Question about https://firebase.google.com/docs/vertex-ai: How can I control usage by users if I am using client-side (iOS) API?

Cloud functions, we have full control. Client-side DB calls, we have security rules. What do we have for this? For instance, how can I ensure a user only calls Vertex AI 10 times in a day? Or how do I control token size for each call? I just don't want to wake up to some insane bill.

Thanks!


Solution

  • The Firebase Vertex API does support some degree of per-user quota limiting. If you go to the Google Cloud Console

    https://console.cloud.google.com/apis/api/firebaseml.googleapis.com/quotas?project=YOUR_PROJECT

    you can adjust the "Generate content requests per minute per project per user per minute per user per region" quota limit. This allows you to limit the number of requests per minute that any individual user can do.
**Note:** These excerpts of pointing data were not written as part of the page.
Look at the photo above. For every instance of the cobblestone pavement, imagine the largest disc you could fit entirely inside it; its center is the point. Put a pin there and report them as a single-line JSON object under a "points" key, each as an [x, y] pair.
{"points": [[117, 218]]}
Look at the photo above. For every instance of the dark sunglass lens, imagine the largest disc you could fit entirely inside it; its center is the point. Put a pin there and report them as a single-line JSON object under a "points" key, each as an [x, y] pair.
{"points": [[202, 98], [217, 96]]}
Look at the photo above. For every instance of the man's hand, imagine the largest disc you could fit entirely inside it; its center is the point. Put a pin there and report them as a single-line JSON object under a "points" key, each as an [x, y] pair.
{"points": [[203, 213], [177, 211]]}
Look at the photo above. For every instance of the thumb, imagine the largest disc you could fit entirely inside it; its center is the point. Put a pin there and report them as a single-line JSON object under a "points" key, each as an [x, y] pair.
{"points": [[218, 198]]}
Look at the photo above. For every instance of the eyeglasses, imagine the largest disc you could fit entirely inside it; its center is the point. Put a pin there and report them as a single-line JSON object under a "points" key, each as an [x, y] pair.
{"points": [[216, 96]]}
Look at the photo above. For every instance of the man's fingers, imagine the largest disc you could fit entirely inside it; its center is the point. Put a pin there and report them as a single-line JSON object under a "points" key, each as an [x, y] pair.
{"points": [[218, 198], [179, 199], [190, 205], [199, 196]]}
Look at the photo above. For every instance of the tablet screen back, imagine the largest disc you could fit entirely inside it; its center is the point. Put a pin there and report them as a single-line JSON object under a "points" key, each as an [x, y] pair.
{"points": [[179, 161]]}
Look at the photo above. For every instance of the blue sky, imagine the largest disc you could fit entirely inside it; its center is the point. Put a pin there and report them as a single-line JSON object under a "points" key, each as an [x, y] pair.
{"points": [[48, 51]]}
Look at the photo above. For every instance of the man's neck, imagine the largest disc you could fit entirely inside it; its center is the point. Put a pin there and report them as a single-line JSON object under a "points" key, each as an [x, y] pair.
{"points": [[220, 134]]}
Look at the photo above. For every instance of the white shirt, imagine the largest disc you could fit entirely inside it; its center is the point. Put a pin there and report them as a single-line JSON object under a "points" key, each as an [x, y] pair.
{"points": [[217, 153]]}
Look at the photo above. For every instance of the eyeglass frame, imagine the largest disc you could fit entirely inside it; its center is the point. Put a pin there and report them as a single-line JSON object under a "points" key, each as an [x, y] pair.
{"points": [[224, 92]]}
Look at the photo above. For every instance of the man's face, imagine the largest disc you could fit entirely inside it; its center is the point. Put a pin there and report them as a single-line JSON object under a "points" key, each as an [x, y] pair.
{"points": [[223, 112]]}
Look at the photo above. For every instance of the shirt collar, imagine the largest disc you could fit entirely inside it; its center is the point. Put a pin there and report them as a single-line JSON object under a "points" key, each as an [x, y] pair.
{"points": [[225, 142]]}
It’s not a perfect solution because you can only apply per-minute limits (so you can’t say limit to 10 requests per day) and you can’t give different users different quota limits (eg it wouldn’t support saying give my "paid" users X quota and my "free" users Y quota). If you need to get more granular than that you’ll probably have to write some bespoke logic in the client (and enable AppCheck to make sure only your actual client can call the service).

    If you’re concerned about runaway token size you can use the GenerativeModel.CountTokens() operation. That will perform a pre-flight check and give you an estimate on the number of tokens that would be generated by the given prompt. You can then block any that are over whatever limit you’re comfortable with.